1. Le passeport rouge à croix blanche
Je n’ai jamais assisté dans ma vie qu’à trois mariages. Je précise : à la mairie, jamais dans un lieu de culte. Les deux premiers furent lugubres. Il se trouve que j’étais le marié, l’homme qui se trouvait pris, malgré lui (enfin pas tout à fait), dans un piège dont il n’eut qu’une hâte : en sortir au plus vite.
La première fois, il avait pour excuse sa jeunesse et un cœur moins sec que celui d’aujourd’hui. La délicieuse vietnamienne avec laquelle il partageait son lit avait perdu sa nationalité après la chute de Saïgon. Devenue apatride, elle aspirait à obtenir le très convoité passeport rouge à croix blanche. Il ne pouvait le lui refuser. Il savait que son avenir professionnel – elle travaillait pour Nestlé – en dépendait. Le mariage fut donc célébré à l’Hôtel de Ville à Lausanne, place de la Palud, suivi d’un déjeuner à La Grappe d’Or avec les deux témoins.
C’était une situation schizophrénique : l’homme qui était moi disait oui et je pensais non. Plus la cérémonie avançait, plus le charme de la jeune mariée s’estompait : je ne voyais plus que le boulet que j’aurais à traîner jusqu’à la fin de mes jours. Elle prétendait que notre amour était fragile comme du cristal, qu’il nous fallait tout sacrifier pour le préserver jusqu’à notre mort. Cela m’incita à le briser au plus vite. Dès qu’elle l’apprit, elle recourut au moyen de chantage le plus médiocre : le suicide. Je n’étais pas très doué pour la culpabilité. Elle ne l’était pas plus pour les solutions extrêmes. Elle monta dans sa Mini Cooper avec l’intention de se jeter dans un précipice. Je n’en valais sans doute pas la peine : je la retrouvai quelques heures plus tard dans un salon de beauté. Toutes les grandes passions s’achèvent pour les femmes dans un salon de beauté. Et pour les hommes dans les bras d’une autre crazy girl.
2. Le triomphe de l’espérance sur l’expérience
Mon second mariage, bien des années plus tard, ne signa pas le triomphe de l’espérance sur l’expérience, mais bien plutôt mon inaptitude à ce genre d’exercice. Il fut plus étrange encore que le premier, car je vivais dans le plus total dérèglement des sens avec une ex-championne de tennis de table (catégorie cadettes), elle-même passablement dérangée. Ce n’était pas elle que je m’apprêtais à épouser, mais une jeune Japonaise à laquelle, au terme d’un séjour magique dans l’empire du Soleil-Levant, j’avais tout promis, y compris de passer devant le maire du VIIe arrondissement, à Paris. Elle y tenait tant que je n’eus pas le cœur de briser le sien. Ce qui tendrait à prouver que je ne suis pas aussi cruel qu’il y paraît. Je tins donc mon serment dans les mêmes dispositions que la première fois. Et nous dinâmes avec les témoins, un Coréen homosexuel et un philosophe japonais, dans un petit restaurant italien de la rue du Bac. J’éprouvai une fois encore un sentiment d’inquiétante étrangeté : celle d’un homme qui ne cesse de se fourvoyer. Tout semblait parfait, mais tout sonnait faux.

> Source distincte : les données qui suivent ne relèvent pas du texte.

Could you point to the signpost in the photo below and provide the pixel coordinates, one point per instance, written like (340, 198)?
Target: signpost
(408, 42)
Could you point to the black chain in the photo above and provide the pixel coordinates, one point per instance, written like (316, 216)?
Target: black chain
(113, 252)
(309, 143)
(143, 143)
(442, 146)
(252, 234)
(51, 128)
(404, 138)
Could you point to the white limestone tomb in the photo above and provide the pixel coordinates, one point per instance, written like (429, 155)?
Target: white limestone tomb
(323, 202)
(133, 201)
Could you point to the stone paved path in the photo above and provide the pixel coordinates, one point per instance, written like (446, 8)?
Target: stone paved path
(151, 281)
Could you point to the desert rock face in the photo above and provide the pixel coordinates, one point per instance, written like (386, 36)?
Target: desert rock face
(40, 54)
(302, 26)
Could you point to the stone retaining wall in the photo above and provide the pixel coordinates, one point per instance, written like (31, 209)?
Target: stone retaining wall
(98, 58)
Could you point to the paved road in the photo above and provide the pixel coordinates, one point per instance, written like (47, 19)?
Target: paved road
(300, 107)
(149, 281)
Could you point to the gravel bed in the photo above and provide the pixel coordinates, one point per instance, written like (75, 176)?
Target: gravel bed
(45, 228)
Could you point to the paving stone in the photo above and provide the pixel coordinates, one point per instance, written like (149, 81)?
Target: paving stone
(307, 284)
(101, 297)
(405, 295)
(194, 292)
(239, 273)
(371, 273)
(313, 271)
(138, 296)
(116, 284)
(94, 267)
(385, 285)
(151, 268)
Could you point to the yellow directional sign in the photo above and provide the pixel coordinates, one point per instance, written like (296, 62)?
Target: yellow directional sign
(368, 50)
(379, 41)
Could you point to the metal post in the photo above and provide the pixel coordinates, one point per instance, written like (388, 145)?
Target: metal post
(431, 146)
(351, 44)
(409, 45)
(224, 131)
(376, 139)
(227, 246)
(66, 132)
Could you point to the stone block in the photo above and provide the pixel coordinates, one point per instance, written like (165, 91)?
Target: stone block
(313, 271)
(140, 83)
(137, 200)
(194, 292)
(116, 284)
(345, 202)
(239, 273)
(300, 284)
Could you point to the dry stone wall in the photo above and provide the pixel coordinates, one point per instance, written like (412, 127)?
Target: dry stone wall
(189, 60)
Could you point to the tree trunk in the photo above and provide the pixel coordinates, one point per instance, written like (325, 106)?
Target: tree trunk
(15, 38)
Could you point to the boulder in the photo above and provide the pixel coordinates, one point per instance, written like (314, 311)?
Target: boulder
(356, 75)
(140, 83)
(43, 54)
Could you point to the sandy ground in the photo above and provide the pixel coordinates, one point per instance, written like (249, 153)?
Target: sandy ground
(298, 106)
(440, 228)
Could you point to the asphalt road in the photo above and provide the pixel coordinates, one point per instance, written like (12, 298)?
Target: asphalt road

Mais bon, elle était japonaise, ce qui simplifiait tout : il suffit dans l’empire du Soleil-Levant d’envoyer une lettre de rupture à la mairie pour que le divorce soit aussitôt prononcé. Voilà une forme de raffinement qui me soulagea beaucoup. Quant à la jeune épouse, qui était d’une beauté éclatante, mais qui cessa de l’être à mes yeux dès lors que nous fûmes mariés, elle convola quelques mois plus tard avec un autre amant. La championne de tennis de table, elle, perdit rapidement tout attrait pour moi. On est hentaï (pervers, en japonais) ou on ne l’est pas. Il se trouve que j’avais quelques dispositions en la matière.
3. Les lions et la souris
Le troisième mariage fut celui de mon ami Frédéric Beigbeder, à Biarritz, avec une jeune Suissesse à fossettes. Ce fut très chic, très people, avec un Houellebecq déjanté pour l’animation, et je veux croire que l’auteur de L’amour dure trois ans n’a pas éprouvé à la mairie de Guéthary les mêmes sentiments légèrement nauséeux que moi. Inutile de le rappeler : le mariage est une citadelle. Ceux qui sont à l’extérieur aspirent à y entrer, alors que ceux qui sont à l’intérieur sont prêts à sacrifier leur vie pour en sortir. Il existe peut-être de bons mariages (quoique j’en doute), il n’y en a pas de délicieux. Peut-être n’est-ce qu’une manière de montrer aux autres et de se prouver à soi-même qu’on est à l’aise sexuellement et socialement. J’avoue n’y être jamais parvenu.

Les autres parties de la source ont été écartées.